By Timothy Gardner
WASHINGTON (Reuters) -The U.S. Department of Energy on Tuesday will announce that scientists at a national lab have made a breakthrough on fusion, the process that powers the sun and stars that one day could provide a cheap source of electricity, three sources with knowledge of the matter said.
The scientists at Lawrence Livermore National Laboratory in California have achieved a net energy gain for the first time, in a fusion experiment using lasers, one of the people said.
While the results are a milestone in a scientific quest that has been developing since at least the 1930s, the ratio of energy going into the reaction at Livermore to getting energy out of it needs to be about 100 times bigger to create a process producing commercial amounts of electricity, one of the sources said.
The FT first reported the experiment.
Fusion works when nuclei of two atoms are subjected to extreme heat of 100 million degrees Celsius (180 million Fahrenheit) or higher leading them to fuse into a new larger atom, giving off enormous amounts of energy.
But the process consumes vast amounts of energy and the trick has been to make the process self-sustaining and get more energy out than goes in and to do so continuously instead of for brief moments.

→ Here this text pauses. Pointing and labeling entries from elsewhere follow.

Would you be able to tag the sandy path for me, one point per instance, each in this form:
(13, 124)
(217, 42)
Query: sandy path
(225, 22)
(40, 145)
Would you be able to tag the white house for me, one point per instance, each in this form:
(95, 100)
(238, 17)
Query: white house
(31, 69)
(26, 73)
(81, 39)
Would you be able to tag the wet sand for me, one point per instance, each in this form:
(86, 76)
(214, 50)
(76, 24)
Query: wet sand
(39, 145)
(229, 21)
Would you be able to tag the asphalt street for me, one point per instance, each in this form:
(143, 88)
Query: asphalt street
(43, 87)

If fusion is commercialized, which backers say could happen in a decade or more, it would have additional benefits including the generation of virtually carbon-free electricity which could help in the fight against climate change without the amounts of radioactive nuclear waste produced by today’s fission reactors.
Running an electric power plant off fusion presents tough hurdles however, such as how to contain the heat economically and to keep lasers firing consistently. Other methods of fusion use magnets instead of lasers.

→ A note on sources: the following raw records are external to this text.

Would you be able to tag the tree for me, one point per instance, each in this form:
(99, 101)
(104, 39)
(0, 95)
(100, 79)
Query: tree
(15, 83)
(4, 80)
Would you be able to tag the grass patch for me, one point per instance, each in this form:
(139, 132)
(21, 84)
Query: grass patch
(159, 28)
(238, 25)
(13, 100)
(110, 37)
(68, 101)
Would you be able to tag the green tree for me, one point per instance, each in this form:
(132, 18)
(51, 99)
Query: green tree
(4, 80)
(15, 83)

Energy Secretary Jennifer Granholm is slated to hold a media briefing on Tuesday at 10:00 a.m. EST (1500 GMT) on a “major scientific breakthrough.”
The department has no information ahead of the briefing, a spokesperson said.

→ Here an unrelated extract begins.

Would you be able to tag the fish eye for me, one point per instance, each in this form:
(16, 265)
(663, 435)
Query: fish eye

Lawrence Livermore focuses mainly on national security issues related to nuclear weapons and the fusion experiment could lead to testing safer testing of the nation’s arsenal of such bombs.
But advances at the labs could also help efforts at companies that hope to develop power plants fired by fusion including Commonwealth Fusion Systems, Focused Energy and General Fusion.
Investors including Bill Gates, Jeff Bezos and John Doerr have poured money into companies building fusion. Private industry secured more than $2.8 billion last year, according to the Fusion Industry Association for a total of about $5 billion in recent years.